I am attempting to build a spark function that recursively re-writes ArrayType columns:
import org.apache.spark.sql.{DataFrame, Column}
import org.apache.spark.sql.functions._
val arrayHead = udf((sequence: Seq[String]) => sequence.head)
val arrayTail = udf((sequence: Seq[String]) => sequence.tail)
// re-produces the ArrayType column recursively
val rewriteArrayCol = (c: Column) => {
def helper(elementsRemaining: Column, outputAccum: Column): Column = {
when(size(elementsRemaining) === lit(0), outputAccum)
.otherwise(helper(arrayTail(elementsRemaining), concat(outputAccum, array(arrayHead(elementsRemaining)))))
}
helper(c, array())
}
// Test
val df =
Seq("100" -> Seq("a", "b", "b", "b", "b", "b", "c", "c", "d"))
.toDF("id", "sequence")
// .withColumn("test_tail", arrayTail($"sequence")) //head & tail udfs work
// .withColumn("test", rewriteArrayCol($"sequence")) //stackoverflow if uncommented
display(df)
Unfortunately, I keep getting a stackoverflow. One area where I believe the function is lacking is that it's not tail-recursive; i.e. the whole 'when().otherwise()' block is not the same as an 'if else' block. That being said, the function currently throws a stackoverflow when applied to even tiny dataframes (so I figure there is must be more wrong with it than just not being tail-recursive).
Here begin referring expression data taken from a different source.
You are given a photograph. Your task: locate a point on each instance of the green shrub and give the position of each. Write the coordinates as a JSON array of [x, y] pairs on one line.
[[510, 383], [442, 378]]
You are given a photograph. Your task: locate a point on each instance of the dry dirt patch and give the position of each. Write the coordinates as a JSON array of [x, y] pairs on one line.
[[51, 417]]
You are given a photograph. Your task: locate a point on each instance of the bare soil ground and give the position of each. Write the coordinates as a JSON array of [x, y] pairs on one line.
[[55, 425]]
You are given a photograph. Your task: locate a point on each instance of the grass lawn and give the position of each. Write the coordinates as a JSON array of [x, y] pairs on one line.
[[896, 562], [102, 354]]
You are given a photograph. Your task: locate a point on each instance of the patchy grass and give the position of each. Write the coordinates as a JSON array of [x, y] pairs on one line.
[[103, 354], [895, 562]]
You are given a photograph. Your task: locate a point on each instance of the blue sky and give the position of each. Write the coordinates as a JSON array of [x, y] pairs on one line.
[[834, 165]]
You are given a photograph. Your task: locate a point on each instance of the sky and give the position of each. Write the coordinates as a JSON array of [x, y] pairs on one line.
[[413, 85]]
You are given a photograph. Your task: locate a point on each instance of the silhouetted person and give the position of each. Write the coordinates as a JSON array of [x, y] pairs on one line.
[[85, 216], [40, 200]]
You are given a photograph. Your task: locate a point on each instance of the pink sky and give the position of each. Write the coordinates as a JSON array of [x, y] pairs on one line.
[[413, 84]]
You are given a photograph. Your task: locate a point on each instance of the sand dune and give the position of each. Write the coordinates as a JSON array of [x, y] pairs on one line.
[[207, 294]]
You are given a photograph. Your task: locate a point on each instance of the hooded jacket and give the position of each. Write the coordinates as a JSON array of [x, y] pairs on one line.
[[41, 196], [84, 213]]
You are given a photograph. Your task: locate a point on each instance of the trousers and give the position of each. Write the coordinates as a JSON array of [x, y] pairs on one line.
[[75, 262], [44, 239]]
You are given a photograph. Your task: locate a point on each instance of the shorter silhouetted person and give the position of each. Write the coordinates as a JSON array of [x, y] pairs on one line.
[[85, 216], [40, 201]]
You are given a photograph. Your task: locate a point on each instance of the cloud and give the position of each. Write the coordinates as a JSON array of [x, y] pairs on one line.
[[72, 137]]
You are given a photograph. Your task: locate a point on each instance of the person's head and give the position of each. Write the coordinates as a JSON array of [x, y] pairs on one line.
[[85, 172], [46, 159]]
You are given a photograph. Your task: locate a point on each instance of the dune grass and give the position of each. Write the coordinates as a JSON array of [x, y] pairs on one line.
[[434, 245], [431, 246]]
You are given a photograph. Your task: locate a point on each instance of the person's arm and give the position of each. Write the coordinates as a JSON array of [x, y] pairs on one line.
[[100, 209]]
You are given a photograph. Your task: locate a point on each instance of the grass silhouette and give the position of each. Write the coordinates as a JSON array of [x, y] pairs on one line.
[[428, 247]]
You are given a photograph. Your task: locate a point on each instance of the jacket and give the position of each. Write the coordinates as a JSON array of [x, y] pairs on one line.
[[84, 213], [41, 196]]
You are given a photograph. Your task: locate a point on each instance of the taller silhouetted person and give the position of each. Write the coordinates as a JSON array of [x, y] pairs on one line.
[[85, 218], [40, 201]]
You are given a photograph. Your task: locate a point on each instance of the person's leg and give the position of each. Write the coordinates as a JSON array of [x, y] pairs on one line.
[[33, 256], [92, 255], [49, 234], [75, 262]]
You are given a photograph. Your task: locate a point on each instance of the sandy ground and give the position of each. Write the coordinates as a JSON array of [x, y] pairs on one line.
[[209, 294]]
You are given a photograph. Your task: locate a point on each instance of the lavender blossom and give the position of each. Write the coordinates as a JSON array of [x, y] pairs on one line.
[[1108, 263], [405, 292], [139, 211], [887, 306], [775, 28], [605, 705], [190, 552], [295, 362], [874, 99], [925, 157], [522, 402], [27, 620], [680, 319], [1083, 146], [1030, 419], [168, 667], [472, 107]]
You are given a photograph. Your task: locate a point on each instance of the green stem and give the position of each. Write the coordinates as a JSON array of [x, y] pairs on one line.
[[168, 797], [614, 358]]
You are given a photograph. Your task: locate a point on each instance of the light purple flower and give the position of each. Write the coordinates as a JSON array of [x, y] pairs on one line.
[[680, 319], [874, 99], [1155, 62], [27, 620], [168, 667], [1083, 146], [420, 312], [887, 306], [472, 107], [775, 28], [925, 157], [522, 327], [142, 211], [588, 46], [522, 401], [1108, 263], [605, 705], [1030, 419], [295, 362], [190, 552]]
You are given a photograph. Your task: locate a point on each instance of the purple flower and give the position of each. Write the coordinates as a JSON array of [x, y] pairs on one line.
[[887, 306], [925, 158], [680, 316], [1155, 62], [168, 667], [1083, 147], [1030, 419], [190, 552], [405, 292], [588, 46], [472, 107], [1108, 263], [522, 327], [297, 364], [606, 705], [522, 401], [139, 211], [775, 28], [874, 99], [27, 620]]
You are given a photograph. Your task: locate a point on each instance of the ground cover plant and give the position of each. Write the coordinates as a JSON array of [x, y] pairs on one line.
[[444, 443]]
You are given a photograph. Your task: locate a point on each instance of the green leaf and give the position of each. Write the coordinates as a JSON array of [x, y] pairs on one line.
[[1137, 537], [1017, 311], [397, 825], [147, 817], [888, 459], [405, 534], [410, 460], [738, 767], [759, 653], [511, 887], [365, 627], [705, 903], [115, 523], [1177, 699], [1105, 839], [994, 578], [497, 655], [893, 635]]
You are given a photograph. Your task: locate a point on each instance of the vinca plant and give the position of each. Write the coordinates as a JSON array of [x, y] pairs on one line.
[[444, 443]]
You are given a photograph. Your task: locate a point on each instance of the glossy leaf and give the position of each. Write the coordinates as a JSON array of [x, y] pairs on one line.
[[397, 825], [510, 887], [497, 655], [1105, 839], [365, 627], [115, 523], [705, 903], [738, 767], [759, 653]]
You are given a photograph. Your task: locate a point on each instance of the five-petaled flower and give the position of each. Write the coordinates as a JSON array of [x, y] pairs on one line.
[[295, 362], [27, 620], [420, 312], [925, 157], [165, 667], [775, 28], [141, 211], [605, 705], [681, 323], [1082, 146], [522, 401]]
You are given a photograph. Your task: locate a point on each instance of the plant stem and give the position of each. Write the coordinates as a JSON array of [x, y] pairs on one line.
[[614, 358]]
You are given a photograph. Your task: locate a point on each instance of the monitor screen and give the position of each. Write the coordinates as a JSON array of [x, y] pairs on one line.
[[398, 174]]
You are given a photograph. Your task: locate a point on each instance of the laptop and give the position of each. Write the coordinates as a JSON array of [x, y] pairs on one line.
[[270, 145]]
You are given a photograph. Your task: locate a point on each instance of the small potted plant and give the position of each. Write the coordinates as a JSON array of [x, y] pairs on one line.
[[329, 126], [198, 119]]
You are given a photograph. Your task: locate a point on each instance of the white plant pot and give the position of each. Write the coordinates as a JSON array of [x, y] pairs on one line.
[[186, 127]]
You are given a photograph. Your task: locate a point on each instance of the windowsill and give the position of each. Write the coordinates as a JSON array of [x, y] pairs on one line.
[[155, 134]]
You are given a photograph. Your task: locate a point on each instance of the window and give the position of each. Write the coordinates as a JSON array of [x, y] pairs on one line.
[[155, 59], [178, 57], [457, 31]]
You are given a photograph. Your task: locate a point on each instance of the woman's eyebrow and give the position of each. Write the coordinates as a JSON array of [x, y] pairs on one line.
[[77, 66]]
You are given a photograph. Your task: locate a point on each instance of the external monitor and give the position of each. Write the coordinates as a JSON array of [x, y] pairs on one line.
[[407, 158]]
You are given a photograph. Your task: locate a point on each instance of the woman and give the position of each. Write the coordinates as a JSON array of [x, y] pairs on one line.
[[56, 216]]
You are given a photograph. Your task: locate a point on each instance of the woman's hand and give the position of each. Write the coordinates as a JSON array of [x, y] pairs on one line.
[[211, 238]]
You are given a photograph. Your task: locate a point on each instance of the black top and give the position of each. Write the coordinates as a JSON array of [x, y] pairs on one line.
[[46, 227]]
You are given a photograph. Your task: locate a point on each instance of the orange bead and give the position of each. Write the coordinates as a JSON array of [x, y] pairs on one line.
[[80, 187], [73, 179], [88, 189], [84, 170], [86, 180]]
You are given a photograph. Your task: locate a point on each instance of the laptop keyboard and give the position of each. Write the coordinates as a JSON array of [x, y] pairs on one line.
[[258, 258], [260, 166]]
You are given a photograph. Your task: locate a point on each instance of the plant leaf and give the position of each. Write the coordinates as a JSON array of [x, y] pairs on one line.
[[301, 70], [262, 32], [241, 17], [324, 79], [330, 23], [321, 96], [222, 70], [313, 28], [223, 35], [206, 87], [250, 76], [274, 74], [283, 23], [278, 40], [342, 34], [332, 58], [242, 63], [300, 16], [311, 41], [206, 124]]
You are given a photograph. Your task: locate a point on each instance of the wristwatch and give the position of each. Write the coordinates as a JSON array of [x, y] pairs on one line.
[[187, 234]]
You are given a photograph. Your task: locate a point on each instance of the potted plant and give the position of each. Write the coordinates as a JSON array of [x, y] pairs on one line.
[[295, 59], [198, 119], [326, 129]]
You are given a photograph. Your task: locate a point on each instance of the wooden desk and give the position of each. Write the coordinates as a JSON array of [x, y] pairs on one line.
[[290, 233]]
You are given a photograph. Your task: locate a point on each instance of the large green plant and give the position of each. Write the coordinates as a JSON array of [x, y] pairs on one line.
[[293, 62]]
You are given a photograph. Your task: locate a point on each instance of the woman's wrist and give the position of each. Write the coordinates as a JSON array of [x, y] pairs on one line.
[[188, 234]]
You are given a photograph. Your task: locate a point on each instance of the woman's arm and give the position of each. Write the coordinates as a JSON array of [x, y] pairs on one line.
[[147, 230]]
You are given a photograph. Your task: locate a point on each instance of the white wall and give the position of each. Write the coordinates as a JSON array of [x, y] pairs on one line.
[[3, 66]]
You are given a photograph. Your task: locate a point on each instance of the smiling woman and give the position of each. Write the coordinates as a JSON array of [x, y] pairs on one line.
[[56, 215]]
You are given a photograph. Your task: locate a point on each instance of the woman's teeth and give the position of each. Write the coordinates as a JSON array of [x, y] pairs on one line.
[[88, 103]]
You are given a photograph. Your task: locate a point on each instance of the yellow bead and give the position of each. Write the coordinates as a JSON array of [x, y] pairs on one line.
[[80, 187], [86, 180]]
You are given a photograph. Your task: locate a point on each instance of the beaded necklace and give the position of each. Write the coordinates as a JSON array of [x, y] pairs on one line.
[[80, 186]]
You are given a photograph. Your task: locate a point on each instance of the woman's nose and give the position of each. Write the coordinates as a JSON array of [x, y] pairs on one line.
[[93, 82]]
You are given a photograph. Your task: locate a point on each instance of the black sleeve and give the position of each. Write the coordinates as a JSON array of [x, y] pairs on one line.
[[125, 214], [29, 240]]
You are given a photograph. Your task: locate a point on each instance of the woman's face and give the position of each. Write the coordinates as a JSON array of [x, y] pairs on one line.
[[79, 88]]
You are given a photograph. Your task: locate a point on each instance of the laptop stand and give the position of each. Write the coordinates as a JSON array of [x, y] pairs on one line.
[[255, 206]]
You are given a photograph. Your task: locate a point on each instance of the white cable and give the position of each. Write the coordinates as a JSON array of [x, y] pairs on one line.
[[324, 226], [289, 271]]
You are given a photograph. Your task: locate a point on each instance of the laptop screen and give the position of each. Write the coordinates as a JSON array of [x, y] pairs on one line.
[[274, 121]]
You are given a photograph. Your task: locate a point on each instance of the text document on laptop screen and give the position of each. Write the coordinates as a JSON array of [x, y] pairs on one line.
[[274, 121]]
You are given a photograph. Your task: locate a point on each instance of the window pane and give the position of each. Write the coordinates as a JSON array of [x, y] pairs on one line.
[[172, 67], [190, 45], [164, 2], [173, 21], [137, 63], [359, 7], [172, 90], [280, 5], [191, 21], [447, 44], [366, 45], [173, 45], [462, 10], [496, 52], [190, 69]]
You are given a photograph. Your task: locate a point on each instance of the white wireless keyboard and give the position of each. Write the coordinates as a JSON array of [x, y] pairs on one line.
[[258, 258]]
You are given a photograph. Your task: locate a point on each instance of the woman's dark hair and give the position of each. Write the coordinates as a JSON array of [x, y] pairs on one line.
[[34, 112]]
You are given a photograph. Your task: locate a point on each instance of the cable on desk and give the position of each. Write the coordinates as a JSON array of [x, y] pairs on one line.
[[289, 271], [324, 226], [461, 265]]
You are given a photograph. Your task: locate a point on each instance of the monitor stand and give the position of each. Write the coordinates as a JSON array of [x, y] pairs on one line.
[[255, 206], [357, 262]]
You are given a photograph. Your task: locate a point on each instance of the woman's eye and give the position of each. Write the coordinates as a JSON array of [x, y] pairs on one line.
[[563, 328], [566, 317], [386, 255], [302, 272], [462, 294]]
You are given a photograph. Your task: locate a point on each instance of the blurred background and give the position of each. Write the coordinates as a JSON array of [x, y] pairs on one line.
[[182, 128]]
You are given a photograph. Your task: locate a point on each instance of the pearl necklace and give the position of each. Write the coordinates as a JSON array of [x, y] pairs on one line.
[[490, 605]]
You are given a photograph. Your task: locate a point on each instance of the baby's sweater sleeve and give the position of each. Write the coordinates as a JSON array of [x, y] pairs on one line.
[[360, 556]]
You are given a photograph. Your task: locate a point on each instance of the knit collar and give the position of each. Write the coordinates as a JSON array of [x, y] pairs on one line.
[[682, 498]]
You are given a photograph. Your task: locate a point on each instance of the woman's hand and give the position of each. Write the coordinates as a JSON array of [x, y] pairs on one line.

I have not been able to find any examples of a similar function online, so I thought I'd ask here. The only implementations of Column => Column functions that I've been able to find are very, very simple ones which were not helpful to this use-case.
Note: I am able to achieve the functionality of the above by using a UDF. The reason I am attempting to make a Column => Column function is because Spark is better able to optimize these compared to UDFs (as far as I am aware).